Of course I’ve been influenced by and learned craft from many brilliant and beautiful poets who write for and have written for the page, but all that came later. I couldn’t be who I am if it weren’t for the blues, and if it weren’t for Tom Waits, and for people like Jim Carroll who walked both sides of the music-poetry line.  I still remember the first time I heard Carroll’s song, “People that Died.”  It still haunts me.

I have been very interested though, as people (you among them) have begun to write about my collection, The Underwater Typewriter, to discover which poets they name in connection with my work.  You spoke about Ashbury and O’Hara, two from the New York school, and you’re right about that, especially O’Hara.  I don’t want to say too much more about specific influences because I’m really curious about the connections that reviewers will draw, and I don’t want to pre-emptively limit their inferential field.

Lo:   Do you think it's important to study as a poet -- to get an MFA or PhD?

Marc:  Poetry is a rich and varied quilt, and it doesn’t prescribe the particular means by which we contribute our patches to the larger fabric. For some, “first word, best word,” will always comprise their finest and perhaps only means of finding and sharing their voices.

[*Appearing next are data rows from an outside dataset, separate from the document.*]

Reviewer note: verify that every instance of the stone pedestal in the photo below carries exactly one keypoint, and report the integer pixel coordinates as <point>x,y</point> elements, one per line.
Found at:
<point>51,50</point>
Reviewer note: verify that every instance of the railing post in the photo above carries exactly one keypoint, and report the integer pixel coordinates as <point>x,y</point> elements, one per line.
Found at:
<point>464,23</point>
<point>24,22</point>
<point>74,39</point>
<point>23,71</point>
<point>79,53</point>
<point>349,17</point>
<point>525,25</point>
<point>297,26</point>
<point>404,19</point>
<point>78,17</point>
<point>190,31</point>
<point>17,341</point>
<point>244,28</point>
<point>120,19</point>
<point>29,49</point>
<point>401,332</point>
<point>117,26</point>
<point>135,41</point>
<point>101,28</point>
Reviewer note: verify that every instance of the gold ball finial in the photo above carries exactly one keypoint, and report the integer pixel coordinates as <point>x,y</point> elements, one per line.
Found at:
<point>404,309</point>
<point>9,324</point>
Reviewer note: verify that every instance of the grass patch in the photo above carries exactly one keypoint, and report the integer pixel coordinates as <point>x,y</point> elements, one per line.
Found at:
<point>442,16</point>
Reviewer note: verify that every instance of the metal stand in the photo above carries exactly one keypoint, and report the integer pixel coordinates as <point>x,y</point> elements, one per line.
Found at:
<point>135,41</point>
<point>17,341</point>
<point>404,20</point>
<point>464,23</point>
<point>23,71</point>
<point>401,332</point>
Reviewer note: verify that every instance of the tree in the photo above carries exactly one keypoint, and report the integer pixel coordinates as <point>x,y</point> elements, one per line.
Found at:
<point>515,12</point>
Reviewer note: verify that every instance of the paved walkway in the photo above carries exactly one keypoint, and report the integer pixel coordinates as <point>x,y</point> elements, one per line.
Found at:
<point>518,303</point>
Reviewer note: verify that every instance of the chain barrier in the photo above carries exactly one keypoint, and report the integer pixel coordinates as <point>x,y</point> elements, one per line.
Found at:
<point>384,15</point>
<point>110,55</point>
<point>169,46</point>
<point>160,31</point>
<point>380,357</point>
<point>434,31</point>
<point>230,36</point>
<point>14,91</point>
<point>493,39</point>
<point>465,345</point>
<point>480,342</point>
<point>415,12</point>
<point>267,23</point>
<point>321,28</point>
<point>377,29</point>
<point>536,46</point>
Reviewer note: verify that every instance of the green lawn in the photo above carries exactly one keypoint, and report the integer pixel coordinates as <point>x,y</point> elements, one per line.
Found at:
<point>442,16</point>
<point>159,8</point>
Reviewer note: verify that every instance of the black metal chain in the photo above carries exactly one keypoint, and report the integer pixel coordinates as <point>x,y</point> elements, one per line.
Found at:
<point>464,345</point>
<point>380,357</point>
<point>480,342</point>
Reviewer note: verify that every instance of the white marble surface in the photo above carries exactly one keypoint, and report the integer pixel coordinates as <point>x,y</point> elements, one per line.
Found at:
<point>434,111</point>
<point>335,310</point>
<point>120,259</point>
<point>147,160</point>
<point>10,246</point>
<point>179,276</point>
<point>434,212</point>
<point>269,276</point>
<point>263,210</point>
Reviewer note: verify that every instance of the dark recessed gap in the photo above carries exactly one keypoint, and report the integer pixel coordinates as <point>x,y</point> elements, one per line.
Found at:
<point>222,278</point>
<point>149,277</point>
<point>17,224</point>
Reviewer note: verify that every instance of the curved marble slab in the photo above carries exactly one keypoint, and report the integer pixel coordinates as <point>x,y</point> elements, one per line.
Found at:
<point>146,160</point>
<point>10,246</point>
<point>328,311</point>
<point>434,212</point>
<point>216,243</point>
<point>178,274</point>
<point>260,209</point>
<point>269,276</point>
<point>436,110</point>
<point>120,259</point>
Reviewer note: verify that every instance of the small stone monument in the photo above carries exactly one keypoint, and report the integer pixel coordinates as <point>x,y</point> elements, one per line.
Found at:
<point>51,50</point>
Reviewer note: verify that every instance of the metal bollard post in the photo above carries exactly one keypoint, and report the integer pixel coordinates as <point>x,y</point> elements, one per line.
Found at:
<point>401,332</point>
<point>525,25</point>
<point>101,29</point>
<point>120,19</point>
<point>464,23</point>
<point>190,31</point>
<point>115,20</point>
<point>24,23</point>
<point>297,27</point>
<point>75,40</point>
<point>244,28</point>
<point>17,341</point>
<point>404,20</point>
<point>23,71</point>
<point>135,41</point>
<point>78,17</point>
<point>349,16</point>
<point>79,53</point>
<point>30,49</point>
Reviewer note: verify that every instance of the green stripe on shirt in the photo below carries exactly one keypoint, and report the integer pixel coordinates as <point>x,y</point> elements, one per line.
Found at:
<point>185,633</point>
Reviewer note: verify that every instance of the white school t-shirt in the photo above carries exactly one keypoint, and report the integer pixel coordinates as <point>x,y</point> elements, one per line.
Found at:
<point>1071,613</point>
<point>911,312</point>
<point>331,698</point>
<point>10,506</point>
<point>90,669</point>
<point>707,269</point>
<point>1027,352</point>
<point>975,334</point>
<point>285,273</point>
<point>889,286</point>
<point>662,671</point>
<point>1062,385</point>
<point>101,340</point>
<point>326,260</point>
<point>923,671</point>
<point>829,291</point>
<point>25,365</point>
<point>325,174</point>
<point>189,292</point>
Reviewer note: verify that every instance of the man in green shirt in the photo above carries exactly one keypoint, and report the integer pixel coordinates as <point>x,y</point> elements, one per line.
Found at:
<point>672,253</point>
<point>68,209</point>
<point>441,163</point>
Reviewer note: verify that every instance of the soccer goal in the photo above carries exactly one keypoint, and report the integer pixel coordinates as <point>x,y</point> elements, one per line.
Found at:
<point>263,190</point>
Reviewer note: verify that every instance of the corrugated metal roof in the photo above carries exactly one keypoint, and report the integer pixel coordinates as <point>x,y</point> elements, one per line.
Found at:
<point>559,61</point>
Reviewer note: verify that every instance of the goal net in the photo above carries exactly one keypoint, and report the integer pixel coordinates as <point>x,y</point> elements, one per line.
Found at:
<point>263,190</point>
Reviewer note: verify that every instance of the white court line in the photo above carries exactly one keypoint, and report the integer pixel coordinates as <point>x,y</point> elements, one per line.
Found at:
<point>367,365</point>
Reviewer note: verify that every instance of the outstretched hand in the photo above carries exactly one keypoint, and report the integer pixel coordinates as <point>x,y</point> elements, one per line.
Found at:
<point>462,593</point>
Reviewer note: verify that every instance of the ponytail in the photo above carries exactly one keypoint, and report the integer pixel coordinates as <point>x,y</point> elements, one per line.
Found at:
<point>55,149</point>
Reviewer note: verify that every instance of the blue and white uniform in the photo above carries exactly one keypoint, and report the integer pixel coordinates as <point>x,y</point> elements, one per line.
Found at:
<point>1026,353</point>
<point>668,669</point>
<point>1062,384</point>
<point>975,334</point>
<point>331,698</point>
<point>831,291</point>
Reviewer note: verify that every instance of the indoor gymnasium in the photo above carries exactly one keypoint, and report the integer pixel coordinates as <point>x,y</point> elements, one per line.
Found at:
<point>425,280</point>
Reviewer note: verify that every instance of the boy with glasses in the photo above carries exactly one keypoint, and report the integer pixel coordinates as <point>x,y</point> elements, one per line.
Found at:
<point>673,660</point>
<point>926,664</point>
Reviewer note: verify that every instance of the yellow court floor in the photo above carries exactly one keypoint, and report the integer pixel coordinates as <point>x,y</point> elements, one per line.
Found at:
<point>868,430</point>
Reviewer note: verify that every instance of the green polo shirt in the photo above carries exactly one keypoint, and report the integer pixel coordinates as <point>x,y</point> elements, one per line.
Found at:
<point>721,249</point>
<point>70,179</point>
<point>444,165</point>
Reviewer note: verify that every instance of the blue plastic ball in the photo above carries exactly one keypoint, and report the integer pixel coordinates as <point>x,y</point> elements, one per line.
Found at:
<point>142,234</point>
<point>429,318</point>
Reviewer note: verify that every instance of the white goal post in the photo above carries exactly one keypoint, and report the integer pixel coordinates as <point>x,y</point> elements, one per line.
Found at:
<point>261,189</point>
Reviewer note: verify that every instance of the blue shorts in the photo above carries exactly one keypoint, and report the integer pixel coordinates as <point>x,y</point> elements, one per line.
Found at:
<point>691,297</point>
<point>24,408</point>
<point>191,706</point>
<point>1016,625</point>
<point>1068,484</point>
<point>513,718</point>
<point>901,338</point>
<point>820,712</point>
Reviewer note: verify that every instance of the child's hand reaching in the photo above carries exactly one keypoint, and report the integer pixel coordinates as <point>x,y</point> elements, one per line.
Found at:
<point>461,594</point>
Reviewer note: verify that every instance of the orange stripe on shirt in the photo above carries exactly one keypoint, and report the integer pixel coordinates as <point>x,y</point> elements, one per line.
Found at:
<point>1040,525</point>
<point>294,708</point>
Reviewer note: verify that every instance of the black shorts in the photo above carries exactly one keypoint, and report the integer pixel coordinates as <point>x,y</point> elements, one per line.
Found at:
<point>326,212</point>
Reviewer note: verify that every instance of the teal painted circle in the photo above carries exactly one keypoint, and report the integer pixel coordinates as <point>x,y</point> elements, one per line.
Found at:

Others will find their voices shaped by hardship or beauty or the mix of the two, rather than by formal instruction.  For them, the academy will be beside the point.  Others will be autodidacts.  They’ll work hard to hone their craft, and to transcend successive iterations of themselves, but they’ll do it on their own terms.

The pianist Randy Weston, now in his late 80s, framed this idea brilliantly, perhaps forty or fifty years ago, when he said, “The thing about Jazz is that each man is his own academy.”  

In other cases going through a formal degree program might make eminent sense.  If a poet is interested in formal experiments in language, or in extending the capacity of language to do certain things, then rigorous study and strong conceptual skills will be critical to the development and expression of his or her art.  If a poet wishes to operate within a tradition or to have the tools to subvert it effectively, intensive study will matter greatly.  Getting an MFA may make sense for other reasons as well.  If a poet’s nature is social and if his or her work develops best in the context of critical dialogue, then an advanced degree is a wise choice.  People go for advanced degrees for non-artistic reasons as well: they lack confidence; they want a social network, validating credentials that will open doors and perhaps get them past the gatekeepers; they want an income and see teaching as a path.  There’s nothing wrong with any of these latter motives, but they have nothing to do with making poetry.

Lo:     What are your favorite poetic devices?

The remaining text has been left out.